Même si Sohail s’occupe de plusieurs comptes importants, il a toujours le temps de répondre aux questions provenant de l’un ou l’autre des 40 bureaux d’Adecco et il semble toujours à l’aise. Il aborde ses responsabilités croissantes et les défis professionnels avec optimisme, ténacité et avec le sourire, tout comme il le faisait à son arrivée au Canada.

Superstar

L’attitude et le bon caractère de Sohail ont incité ses collègues à soumettre sa candidature pour le prestigieux prix Superstar d’Adecco, qu’il a remporté à juste titre. Le prix est remis à onze collègues qui font preuve d’excellence relativement à nos valeurs fondamentales et il est assorti d’un voyage toutes dépenses payées pour deux.

Malgré tous ses succès, Sohail se montre humble quant à ses réalisations. « J’étais loin de m’attendre à cela dans un domaine hors de mes études principales ou de ma formation, dit-il. Cela ressemble vraiment au succès. Dans mon cheminement de carrière, j’ai l’impression que mon travail ardu a véritablement porté ses fruits. Ma famille est très fière. »

À ses débuts, Sohail a profité d’une occasion offerte par Adecco, puis en tirant parti des ressources de formation, comme l’application gratuite SkillBuilder offerte à tous les associés,  et en retournant aux études, il a mérité sa carrière florissante. Lorsqu’il s’est retrouvé dans des fonctions peu familières, il a suivi des cours axés sur les ressources humaines afin d’améliorer ses compétences et il a demandé des conseils et de l’aide à ses collègues quand il en avait besoin.

Aujourd’hui, Sohail prodigue les mêmes conseils aux nouveaux immigrants :

« Utilisez à votre avantage les ressources à valeur ajoutée à votre disposition. Améliorez vos compétences et vos connaissances de toutes les manières possibles. Soyez à l’affût des possibilités d’apprentissage et de perfectionnement. N’attendez pas qu’elles se présentent à vous. »


Sohail a bénéficié d’une opportunité offerte par un employeur qui ne se contentait pas seulement de « valoriser » la diversité. Nous considérons que l’embauche de talents doit être fondée sur le mérite et l’engagement, et non sur les références ou les stéréotypes.
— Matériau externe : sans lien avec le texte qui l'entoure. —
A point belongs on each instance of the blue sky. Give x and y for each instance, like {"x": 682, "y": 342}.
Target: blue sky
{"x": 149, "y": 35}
Lorsqu’une organisation élimine des candidatures en raison de préjugés, elle viole non seulement la loi, mais elle nuit à l’entreprise en étouffant les divers points de vue, en faisant obstacle à une culture diversifiée en milieu de travail et en restreignant les relations avec une multitude de groupes de clients et de talents potentiels. En prenant le temps nécessaire pour mieux connaître le candidat et pour évaluer ce qu’il peut faire, l’organisation profite d’avantages exponentiels.

Lorsqu’on demande à Sohail le secret de son succès dans un domaine où il n’avait jamais songé à travailler, il répond la même chose que de nombreuses autres personnes ayant réussi, qu’elles soient de nouvelles immigrantes ou hautement expérimentées : il faut aimer ce qu’on fait et les personnes avec qui on travaille. « Les collègues chez Adecco m’ont vraiment aidé à obtenir le soutien nécessaire et à maintenir ma motivation, car ils croyaient en moi. »

Sohail est un membre essentiel de la famille Adecco, et il nous serait difficile d’imaginer les choses autrement. Nous avons constaté son potentiel, et il a toujours travaillé de manière soutenue pour être à la hauteur de son talent. Nous encourageons et invitons tous nos clients et les employeurs canadiens à faire de même. Ne vous contentez pas de « valoriser » la diversité. En la mettant en pratique, l’ensemble de votre organisation en bénéficiera.